Local natural beauty business keeps it crunchy

With changing weather, local producers like Copper Moon Apothecary adapt sourcing and production. PHOTO: COPPER MOON APOTHECARY

It’s been a year of unpredictable weather. We saw record levels of snow in the Sierras—nearly double the annual average in some places—while peaches in Georgia froze and tornadoes touched down in Massachusetts. 

Climate change and this year’s unusual weather are making things a bit more unpredictable for growers everywhere, including those in south Santa Cruz County. 

“Everything this year is late,” says Katy Thompson, owner of Copper Moon Apothecary. “I’m seeing a lot of green growth, but not a lot of fruit or blooms. Things are really taking their time. I’m seeing some changes with the herbs this year. Everything is a little smaller.” 

Since starting Copper Moon more than 10 years ago, Thompson has grown most of the herbs she needs, including comfrey, calendula, plantain, and elder, on her 9-acre property in the Larkin Valley. She makes lotions, soaps, bath soaks, cleansers, and live face masks and scrubs by hand using homegrown herbs and locally sourced products. 

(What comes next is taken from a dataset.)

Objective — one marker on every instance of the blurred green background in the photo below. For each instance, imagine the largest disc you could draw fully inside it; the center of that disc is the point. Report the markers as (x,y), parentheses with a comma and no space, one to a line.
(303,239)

“At first, I tested everything on my poor friends. I remember selling my first bar of soap at the farmers market. I was so excited,” Thompson says. “The business grew, and that’s all I wanted to talk about and do. I was collecting seeds and growing herbs and wildcrafting, and I created this big, beautiful monster.”

As we move into citrus season, Thompson says she will start looking to fall’s citrus to make fresh products, like bath and shower scrub. Because she sources everything from her fields and nearby areas, Thompson says the late bloom will affect how she operates this year. “I’m fine for now, but it’s really going to hit me in December and January when I may not have the backstock of dried herbs.” 

Other community members have expressed similar concerns about weird weather patterns this year. “We are all buzzing around and talking about it in the ag community,” Thompson says. In her case, she may need to buy herbs from other suppliers.

Depending on the farmers market, website and wholesale orders, Thompson will figure out how much to make per week. This week, she’s making all of the products for markets and incorporating herbs that are prime for use, like calendula. 

“If you buy a bar of soap from me this weekend at the farmers market, you are going to have big, green flecks of lemongrass because it’s in season right now,” she says. “So fresh lemongrass will go into the soap. But come December or January, there is no fresh lemongrass, so I’ll have to rely on everything I have harvested and dried months ago. The appearance will change dramatically.” 

Thompson already ships in sandalwood oil and ylang ylang (a tropical flower), since they don’t grow here, and she tries to use them sparingly. 

Lately, Thompson has been weighing the prospect of getting extra help. She doesn’t want to outsource anything. “If I do that, it’s no longer handcrafted by me, and I don’t necessarily know what’s going into the product,” she says. “I want to keep it small and keep it crunchy.” 

Copper Moon Apothecary currently sells to markets all over Santa Cruz, including Staff of Life and The Herb Room, and runs weekly Santa Cruz Farmers Market booths. She’s also working on a “skin salvation” face serum and wants to experiment with frankincense and a new oil, called Kuss, originating from India. Between managing orders, saving up stock for the winter months and experimenting with new products, Thompson has her hands full.

“There are limitations. People want their product to smell like bubblegum, but it doesn’t,” Thompson says. “People are so used to the bubbles of Dove and other commercial products. This stuff isn’t that. It’s made to order for them. It’s natural and homegrown and good for you, good for the planet.”